Da Bassetti a Galli: gli altri scienziati minacciati

Ma Antonella Viola non è l'unica vittima di questi tempi contrastati. E' successo ad aprile al virologo Roberto Burioni, poi ad agosto a Matteo Bassetti, Fabrizio Pregliasco e Massimo Galli, tutti specialisti abitudinari degli studi televisivi di informazione che come si potrebbe certamente dire ci mettono la faccia. 

Anche il divulgatore scientifico Roberto Burioni, ospite fisso di Che tempo che fa, ha ricevuto minacce, in questo caso su Twitter. "Hai rotto il c…o, se non la finisci di dire putt…te ti faremo fare una brutta fine testa di c… State tirando troppo la corda te e quella m…da di Speranza siete puntati. Fidati devi stare attento se non vuoi saltare in aria". A sottolineare la gravità di queste parole è stato lo stesso virologo in un commento in calce al tweet. 

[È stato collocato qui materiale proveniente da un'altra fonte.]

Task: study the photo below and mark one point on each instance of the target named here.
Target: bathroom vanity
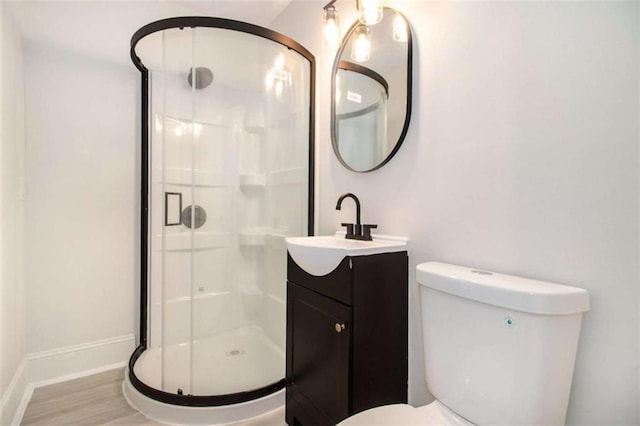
(346, 335)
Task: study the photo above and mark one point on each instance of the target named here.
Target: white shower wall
(242, 155)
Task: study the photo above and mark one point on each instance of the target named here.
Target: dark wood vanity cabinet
(346, 338)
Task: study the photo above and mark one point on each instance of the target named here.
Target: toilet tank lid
(520, 294)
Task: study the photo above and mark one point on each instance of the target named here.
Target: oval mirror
(371, 92)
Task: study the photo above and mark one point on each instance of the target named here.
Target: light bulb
(331, 27)
(400, 29)
(361, 47)
(369, 11)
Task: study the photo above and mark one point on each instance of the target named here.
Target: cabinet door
(318, 357)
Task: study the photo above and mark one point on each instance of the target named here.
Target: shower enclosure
(227, 174)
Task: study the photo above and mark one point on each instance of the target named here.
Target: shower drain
(235, 352)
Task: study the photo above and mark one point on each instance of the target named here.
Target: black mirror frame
(407, 119)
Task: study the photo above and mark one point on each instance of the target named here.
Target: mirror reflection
(371, 96)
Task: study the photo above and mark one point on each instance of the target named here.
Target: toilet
(498, 350)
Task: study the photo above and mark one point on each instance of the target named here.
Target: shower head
(204, 77)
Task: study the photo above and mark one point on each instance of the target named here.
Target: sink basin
(320, 255)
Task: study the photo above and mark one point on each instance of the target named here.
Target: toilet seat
(403, 414)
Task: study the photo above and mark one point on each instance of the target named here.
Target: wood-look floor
(92, 400)
(98, 400)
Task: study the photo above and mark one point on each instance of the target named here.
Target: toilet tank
(499, 349)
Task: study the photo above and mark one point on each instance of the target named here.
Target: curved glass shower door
(228, 179)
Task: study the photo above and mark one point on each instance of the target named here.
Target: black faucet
(355, 231)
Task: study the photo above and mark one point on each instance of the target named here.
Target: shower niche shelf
(285, 176)
(179, 241)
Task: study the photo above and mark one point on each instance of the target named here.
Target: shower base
(235, 361)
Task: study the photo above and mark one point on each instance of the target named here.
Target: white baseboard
(59, 365)
(80, 360)
(13, 400)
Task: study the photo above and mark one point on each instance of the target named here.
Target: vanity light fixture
(361, 47)
(369, 13)
(331, 26)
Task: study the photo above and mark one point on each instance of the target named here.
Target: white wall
(12, 300)
(522, 157)
(82, 205)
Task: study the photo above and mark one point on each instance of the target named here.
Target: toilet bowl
(498, 349)
(403, 414)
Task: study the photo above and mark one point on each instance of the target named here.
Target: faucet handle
(349, 229)
(366, 231)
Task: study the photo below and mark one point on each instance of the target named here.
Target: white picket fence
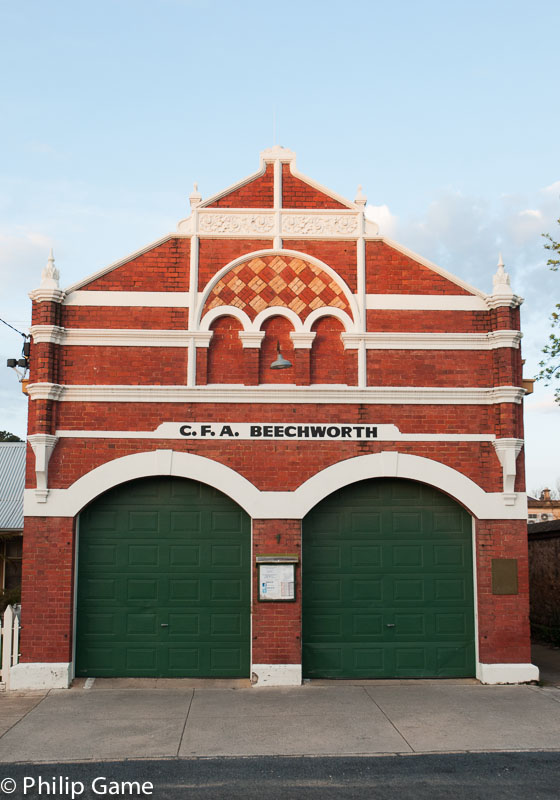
(9, 639)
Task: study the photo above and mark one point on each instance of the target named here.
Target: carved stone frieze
(320, 224)
(236, 223)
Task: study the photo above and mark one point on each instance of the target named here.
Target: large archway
(163, 582)
(388, 584)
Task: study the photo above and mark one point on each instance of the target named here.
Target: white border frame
(275, 505)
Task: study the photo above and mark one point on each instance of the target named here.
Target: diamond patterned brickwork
(277, 281)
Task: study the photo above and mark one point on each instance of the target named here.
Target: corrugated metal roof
(12, 484)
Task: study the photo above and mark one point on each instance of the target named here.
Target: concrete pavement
(116, 720)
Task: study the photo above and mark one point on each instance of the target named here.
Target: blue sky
(445, 112)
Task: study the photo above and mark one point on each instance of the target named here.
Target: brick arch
(284, 279)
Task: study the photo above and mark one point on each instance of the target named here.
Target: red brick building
(192, 510)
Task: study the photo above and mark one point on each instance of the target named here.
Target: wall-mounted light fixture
(280, 362)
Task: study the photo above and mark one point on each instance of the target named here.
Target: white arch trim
(274, 505)
(292, 254)
(225, 311)
(277, 311)
(328, 311)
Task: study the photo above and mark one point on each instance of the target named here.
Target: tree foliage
(550, 365)
(6, 436)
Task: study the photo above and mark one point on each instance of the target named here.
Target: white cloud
(386, 221)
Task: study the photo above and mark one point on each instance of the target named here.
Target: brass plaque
(504, 576)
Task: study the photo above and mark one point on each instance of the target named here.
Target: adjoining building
(12, 486)
(544, 573)
(276, 445)
(543, 508)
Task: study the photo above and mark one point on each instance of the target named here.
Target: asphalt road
(463, 776)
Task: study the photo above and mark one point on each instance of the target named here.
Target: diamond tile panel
(277, 281)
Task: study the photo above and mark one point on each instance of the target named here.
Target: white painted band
(275, 505)
(265, 675)
(507, 673)
(301, 336)
(425, 302)
(278, 393)
(144, 299)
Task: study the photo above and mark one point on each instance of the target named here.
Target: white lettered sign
(317, 431)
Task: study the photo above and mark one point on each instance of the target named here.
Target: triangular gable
(256, 191)
(160, 266)
(393, 269)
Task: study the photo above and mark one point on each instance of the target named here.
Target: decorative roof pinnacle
(500, 280)
(360, 199)
(195, 198)
(50, 274)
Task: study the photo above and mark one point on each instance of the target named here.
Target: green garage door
(387, 584)
(163, 583)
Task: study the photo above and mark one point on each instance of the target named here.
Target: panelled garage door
(387, 584)
(163, 583)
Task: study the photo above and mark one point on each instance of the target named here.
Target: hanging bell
(281, 362)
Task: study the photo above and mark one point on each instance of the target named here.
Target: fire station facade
(193, 510)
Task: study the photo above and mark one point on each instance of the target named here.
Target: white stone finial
(50, 274)
(195, 198)
(277, 153)
(501, 280)
(360, 199)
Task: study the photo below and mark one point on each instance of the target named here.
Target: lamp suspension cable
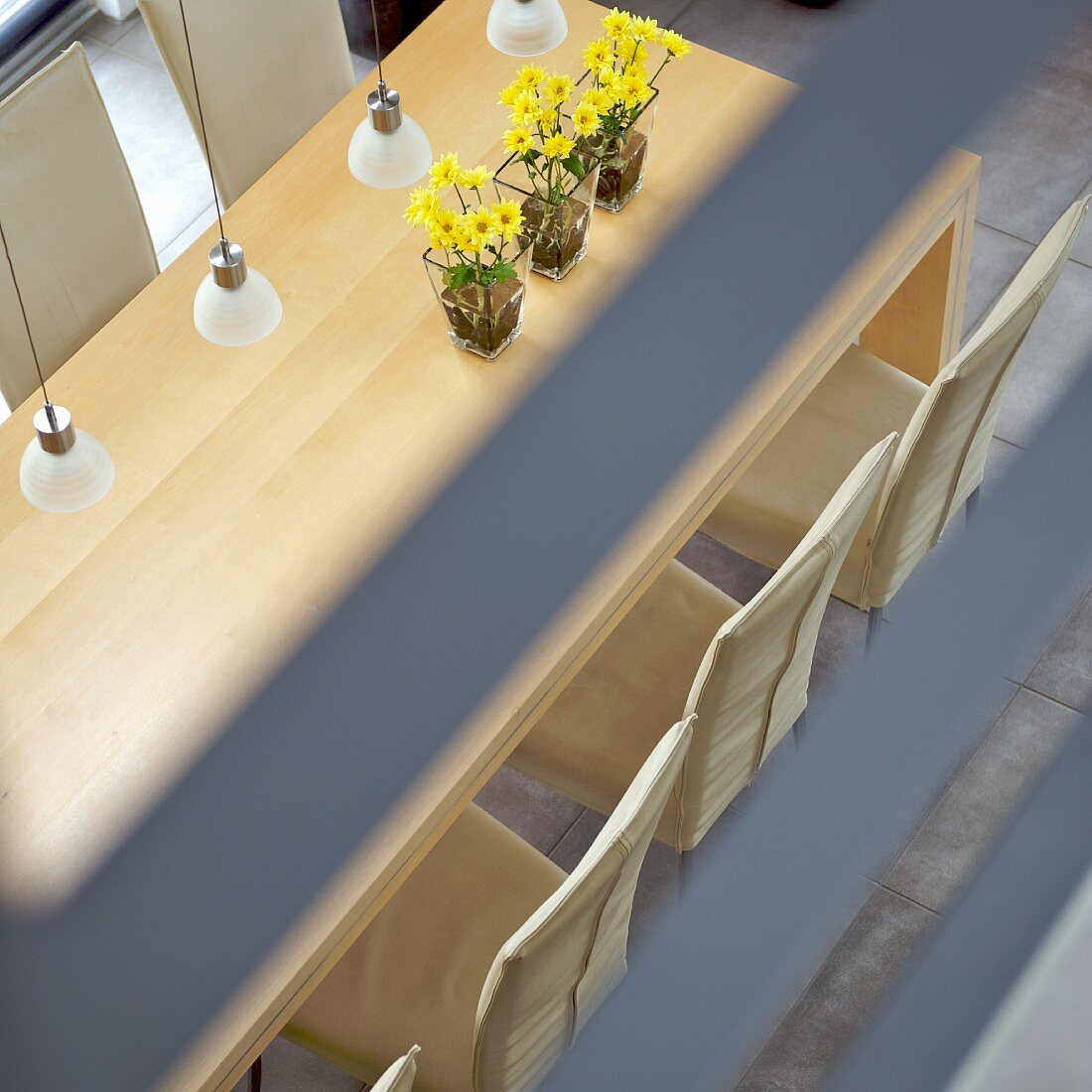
(379, 56)
(205, 132)
(26, 324)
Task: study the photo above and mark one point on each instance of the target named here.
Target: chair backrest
(942, 452)
(752, 683)
(266, 71)
(74, 226)
(400, 1077)
(556, 969)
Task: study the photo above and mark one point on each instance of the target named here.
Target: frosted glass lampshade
(389, 161)
(235, 305)
(75, 471)
(525, 28)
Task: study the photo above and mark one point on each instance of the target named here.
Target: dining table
(255, 484)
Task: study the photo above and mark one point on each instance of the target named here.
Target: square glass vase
(482, 319)
(622, 157)
(559, 229)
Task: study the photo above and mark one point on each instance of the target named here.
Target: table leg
(918, 329)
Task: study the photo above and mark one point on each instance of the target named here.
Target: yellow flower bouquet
(478, 257)
(625, 95)
(550, 178)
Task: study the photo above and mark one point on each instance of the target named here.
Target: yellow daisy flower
(598, 99)
(519, 140)
(632, 52)
(527, 109)
(443, 228)
(634, 90)
(558, 88)
(510, 94)
(586, 119)
(675, 44)
(557, 146)
(465, 239)
(530, 76)
(611, 84)
(617, 23)
(599, 54)
(474, 178)
(423, 204)
(509, 218)
(445, 172)
(480, 226)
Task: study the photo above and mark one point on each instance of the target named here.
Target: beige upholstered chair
(489, 951)
(74, 225)
(399, 1078)
(752, 666)
(266, 73)
(946, 429)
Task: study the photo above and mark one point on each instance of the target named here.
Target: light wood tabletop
(254, 483)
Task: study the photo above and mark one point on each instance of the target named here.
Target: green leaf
(502, 271)
(574, 165)
(460, 275)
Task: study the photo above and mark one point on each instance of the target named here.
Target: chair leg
(971, 508)
(875, 617)
(685, 871)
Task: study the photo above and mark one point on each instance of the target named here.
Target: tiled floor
(1037, 157)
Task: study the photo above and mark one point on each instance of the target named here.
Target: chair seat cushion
(416, 972)
(593, 740)
(770, 509)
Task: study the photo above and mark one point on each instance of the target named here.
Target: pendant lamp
(525, 28)
(64, 469)
(233, 305)
(389, 150)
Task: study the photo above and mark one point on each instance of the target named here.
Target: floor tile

All'elenco si aggiunge l'infettivologo Matteo Bassetti, anch'egli volto della divulgazione scientifica da pandemia il quale è stato aggredito e inseguito fino sotto casa da un uomo che gli urlava che "ci ucciderete tutti con questi vaccini e ve la faremo pagare" mentre girava un video con lo smartphone da postare sugli imprescindibili social. E' accaduto l'agosto scorso e da allora è costretto a vivere sotto scorta. Bassetti racconta inoltre di essere bersaglio di telefonate e messaggi minatori dopo che il suo numero di cellulare è circolato negli ambienti no vax. "In essi continui insulti e minacce di morte a me e alla mia famiglia", afferma. 

Stessa drammatica sorte per il virologo Fabrizio Pregliasco, che in un'intervista a ilfattoquotidiano.it aveva ammesso di ricevere "chiamate in serie, tre-quattro di fila, su numeri privati. Mi rivolgono minacce di morte, dicono che la pagheremo". Minacce poi sono giunte anche attraverso la chat Telegram. 

Infine, il caso dell'infettivologo Massimo Galli, 76 anni, ex direttore del Sacco di Milano, volto noto e autorevole della divulgazione sul Covid 19, sostiene di aver sempre ricevuto minacce da persone che si oppongono alla vaccinazione. All'Adnkronos Galli aveva detto che "in determinati contesti si sono annidati personaggi con connotazioni che vanno oltre il semplice aspetto no vax". Dalle minacce però dice di non farsi condizionare: "Non ne ho mai voluto parlare per non suscitare interessi di emulatori. Non mi fa piacere confrontarmi con queste realtà. In sintesi ho avuto attacchi poco piacevoli ma non me ne sono voluto curare più di tanto", ha spiegato l'infettivologo.